Kenneth still felt that something was missing. And now he was sure it was his birth father. Why couldn’t he even find a grave marker?

*****

A continent away in the penthouse suite of a luxury hotel, Gary looked at another report. (He hadn’t been called by his first name for years. He was Mr. Adamson to everyone. He was a powerful man.) He too had been searching, and since he was very, very rich he had more resources at his command than Kenneth. For nearly 40 years he had wondered where his son was. If his wife had lived, the search would have been a priority, but the police had searched diligently at the time, and he hadn’t seen any reason to try some more. Doubtless little Vincent had been killed years ago. His wife had also died a couple of years after their son went missing.

For weeks Gary had known where his missing son was. But when he’d looked at that perfect life, he had wondered whether he had a right to change it. His wife would have had no doubt, he knew.
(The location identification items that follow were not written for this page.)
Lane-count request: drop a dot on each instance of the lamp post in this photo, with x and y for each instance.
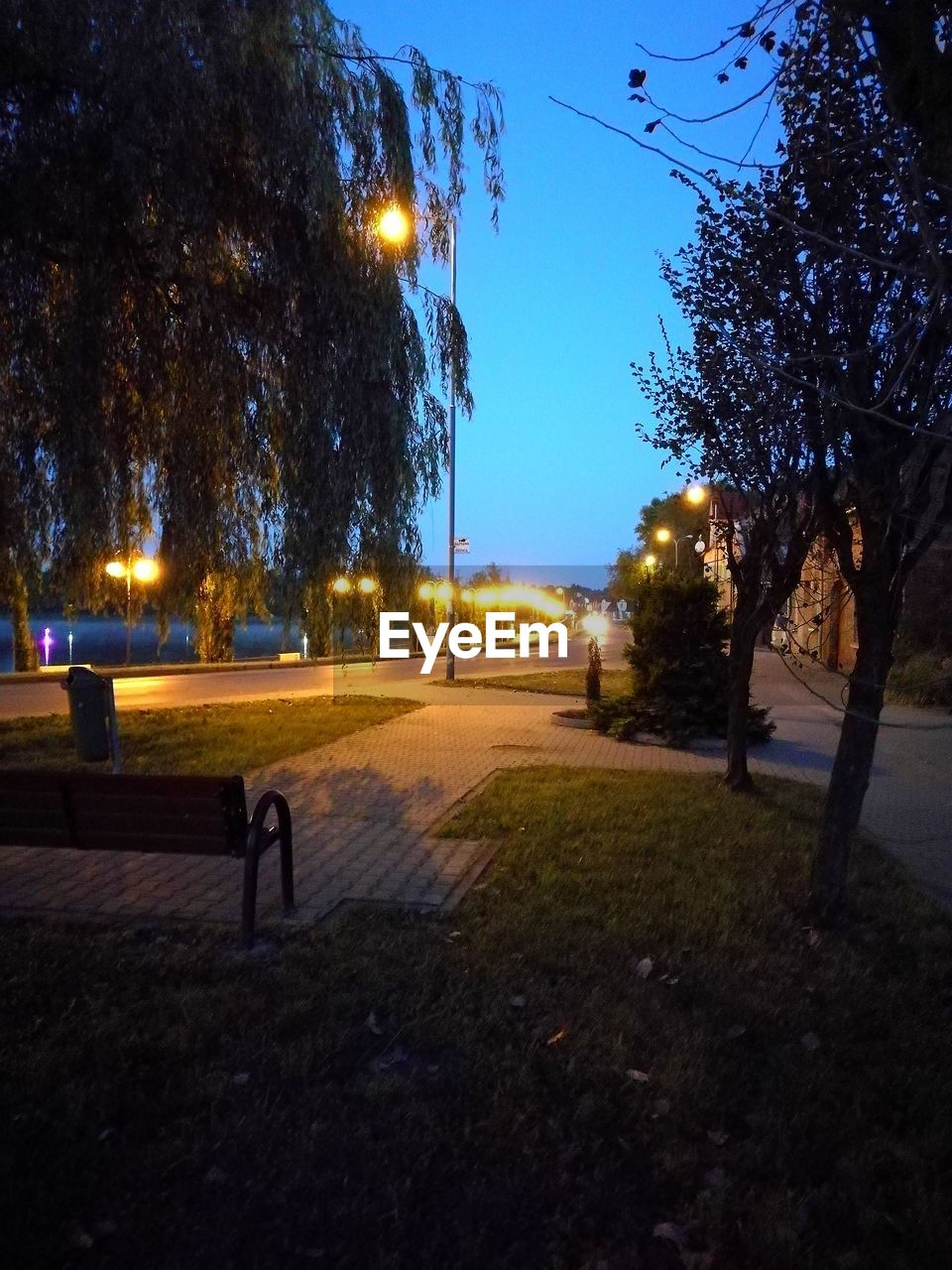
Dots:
(666, 536)
(395, 226)
(144, 571)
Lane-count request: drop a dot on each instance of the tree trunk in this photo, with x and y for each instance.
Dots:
(744, 631)
(26, 656)
(876, 625)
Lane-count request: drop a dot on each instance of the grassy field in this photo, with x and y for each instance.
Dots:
(569, 684)
(214, 739)
(627, 1029)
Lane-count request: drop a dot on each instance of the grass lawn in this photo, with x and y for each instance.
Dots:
(570, 684)
(627, 1026)
(214, 739)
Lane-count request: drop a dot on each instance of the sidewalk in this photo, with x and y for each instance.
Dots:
(366, 808)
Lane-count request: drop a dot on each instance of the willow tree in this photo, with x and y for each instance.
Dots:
(226, 354)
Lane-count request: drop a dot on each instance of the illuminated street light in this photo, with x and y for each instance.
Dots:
(595, 625)
(144, 571)
(395, 226)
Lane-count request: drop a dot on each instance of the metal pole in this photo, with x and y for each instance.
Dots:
(128, 611)
(451, 474)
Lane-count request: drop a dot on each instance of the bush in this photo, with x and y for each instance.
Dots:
(923, 680)
(679, 666)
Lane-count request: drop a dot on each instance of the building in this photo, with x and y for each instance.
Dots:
(819, 619)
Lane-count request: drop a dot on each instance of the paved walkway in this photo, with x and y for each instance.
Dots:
(366, 808)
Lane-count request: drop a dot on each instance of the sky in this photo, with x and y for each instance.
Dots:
(567, 294)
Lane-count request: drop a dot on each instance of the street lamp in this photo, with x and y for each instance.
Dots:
(144, 571)
(397, 226)
(666, 536)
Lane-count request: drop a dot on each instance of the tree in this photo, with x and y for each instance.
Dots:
(862, 200)
(867, 338)
(683, 518)
(220, 348)
(748, 432)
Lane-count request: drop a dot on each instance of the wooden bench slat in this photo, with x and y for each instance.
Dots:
(125, 820)
(35, 835)
(195, 816)
(171, 843)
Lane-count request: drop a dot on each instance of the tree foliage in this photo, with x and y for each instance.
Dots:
(203, 336)
(679, 668)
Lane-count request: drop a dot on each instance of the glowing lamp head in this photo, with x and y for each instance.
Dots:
(595, 625)
(394, 225)
(145, 571)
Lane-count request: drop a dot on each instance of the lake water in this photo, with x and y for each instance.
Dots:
(102, 640)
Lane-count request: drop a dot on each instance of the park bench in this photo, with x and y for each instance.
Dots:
(203, 816)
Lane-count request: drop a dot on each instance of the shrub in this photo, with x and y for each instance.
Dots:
(679, 666)
(923, 680)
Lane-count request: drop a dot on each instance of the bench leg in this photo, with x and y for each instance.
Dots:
(258, 842)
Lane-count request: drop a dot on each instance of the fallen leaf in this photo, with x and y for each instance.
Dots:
(397, 1056)
(80, 1238)
(669, 1230)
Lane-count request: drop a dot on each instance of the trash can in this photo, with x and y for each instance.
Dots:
(90, 698)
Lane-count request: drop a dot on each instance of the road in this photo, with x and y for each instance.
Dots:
(907, 806)
(393, 677)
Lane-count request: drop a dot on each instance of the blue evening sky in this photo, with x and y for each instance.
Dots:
(548, 468)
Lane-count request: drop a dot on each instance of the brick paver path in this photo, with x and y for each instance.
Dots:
(365, 811)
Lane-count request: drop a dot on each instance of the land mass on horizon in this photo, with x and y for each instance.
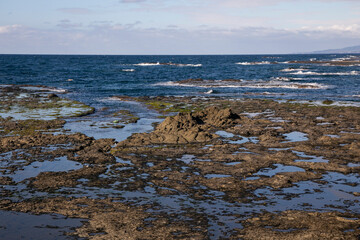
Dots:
(352, 49)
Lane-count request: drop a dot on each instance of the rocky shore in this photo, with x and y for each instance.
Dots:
(212, 169)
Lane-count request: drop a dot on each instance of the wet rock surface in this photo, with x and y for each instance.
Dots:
(214, 168)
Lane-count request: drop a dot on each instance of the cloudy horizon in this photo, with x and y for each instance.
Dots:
(177, 27)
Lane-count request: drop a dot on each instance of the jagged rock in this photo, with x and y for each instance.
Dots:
(186, 128)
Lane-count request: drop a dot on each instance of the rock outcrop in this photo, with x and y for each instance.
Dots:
(186, 128)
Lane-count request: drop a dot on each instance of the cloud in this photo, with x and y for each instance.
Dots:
(111, 38)
(68, 24)
(131, 1)
(9, 28)
(76, 11)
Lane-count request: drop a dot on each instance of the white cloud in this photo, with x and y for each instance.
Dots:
(9, 28)
(76, 11)
(110, 38)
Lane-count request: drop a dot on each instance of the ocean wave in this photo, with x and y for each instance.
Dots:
(167, 64)
(292, 69)
(352, 73)
(44, 89)
(254, 63)
(245, 84)
(285, 79)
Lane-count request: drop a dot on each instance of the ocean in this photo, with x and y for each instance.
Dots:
(93, 78)
(157, 180)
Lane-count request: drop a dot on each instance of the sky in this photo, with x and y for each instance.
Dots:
(177, 26)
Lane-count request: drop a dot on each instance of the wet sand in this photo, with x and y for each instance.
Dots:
(210, 169)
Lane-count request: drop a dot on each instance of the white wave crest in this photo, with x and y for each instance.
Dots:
(44, 89)
(168, 64)
(253, 63)
(352, 73)
(247, 84)
(147, 64)
(292, 69)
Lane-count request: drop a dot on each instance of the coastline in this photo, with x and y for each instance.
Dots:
(214, 168)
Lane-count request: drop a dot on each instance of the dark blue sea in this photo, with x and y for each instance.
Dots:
(93, 78)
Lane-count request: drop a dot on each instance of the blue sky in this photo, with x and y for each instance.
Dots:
(177, 27)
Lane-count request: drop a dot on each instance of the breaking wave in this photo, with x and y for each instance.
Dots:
(246, 84)
(254, 63)
(167, 64)
(352, 73)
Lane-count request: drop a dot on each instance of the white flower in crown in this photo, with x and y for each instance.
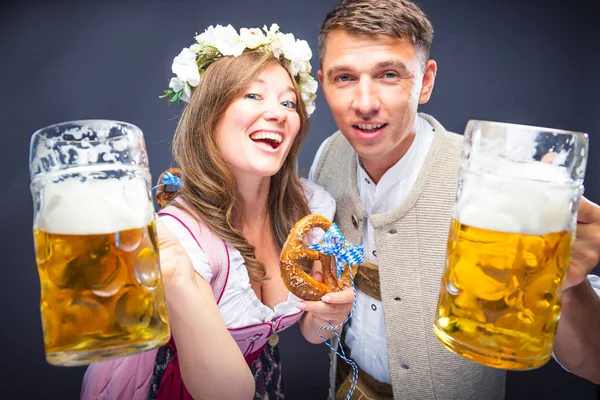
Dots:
(220, 41)
(184, 66)
(177, 84)
(228, 42)
(207, 38)
(253, 37)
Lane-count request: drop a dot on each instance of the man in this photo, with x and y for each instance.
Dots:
(393, 174)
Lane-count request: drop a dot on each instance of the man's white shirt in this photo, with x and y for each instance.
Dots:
(365, 335)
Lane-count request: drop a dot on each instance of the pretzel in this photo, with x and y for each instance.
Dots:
(295, 279)
(164, 193)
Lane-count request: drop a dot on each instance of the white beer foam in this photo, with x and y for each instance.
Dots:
(97, 206)
(527, 198)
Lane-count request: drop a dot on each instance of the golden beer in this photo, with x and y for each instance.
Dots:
(501, 290)
(99, 292)
(95, 242)
(509, 244)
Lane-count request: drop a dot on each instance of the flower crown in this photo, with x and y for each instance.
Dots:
(219, 41)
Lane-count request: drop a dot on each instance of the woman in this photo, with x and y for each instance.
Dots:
(237, 143)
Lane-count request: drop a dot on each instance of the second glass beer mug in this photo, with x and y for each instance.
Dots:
(95, 242)
(510, 240)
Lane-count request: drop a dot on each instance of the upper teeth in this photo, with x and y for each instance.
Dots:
(276, 137)
(369, 126)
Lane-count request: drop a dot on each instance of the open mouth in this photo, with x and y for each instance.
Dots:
(369, 128)
(267, 138)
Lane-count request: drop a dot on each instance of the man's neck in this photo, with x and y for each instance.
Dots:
(377, 167)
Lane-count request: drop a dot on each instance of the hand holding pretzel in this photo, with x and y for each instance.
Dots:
(295, 278)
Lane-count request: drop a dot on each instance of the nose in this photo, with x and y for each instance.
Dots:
(274, 112)
(366, 99)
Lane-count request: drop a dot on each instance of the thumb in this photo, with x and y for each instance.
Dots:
(588, 211)
(318, 276)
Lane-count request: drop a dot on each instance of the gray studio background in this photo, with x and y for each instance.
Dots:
(530, 62)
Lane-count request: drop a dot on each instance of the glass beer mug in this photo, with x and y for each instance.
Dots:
(509, 247)
(95, 242)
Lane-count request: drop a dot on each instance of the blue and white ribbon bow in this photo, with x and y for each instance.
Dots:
(171, 181)
(334, 244)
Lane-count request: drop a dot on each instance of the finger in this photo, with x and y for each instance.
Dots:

They’d be on the private jet that was waiting at the airport as fast as they could pack an overnight bag and they’d be talking to that son. But he wasn’t sure.

But this report changed things. His son was looking for him. His son wanted to know who he was.

He pressed an intercom button. “Get the jet ready …”

*****

And now the question: Who was lost, and who was found?

(This story was written while thinking about Lectionary Proper 12A, which will be discussed in the Bible Study my wife Jody and I host on July 21, 2014 at 7 pm.)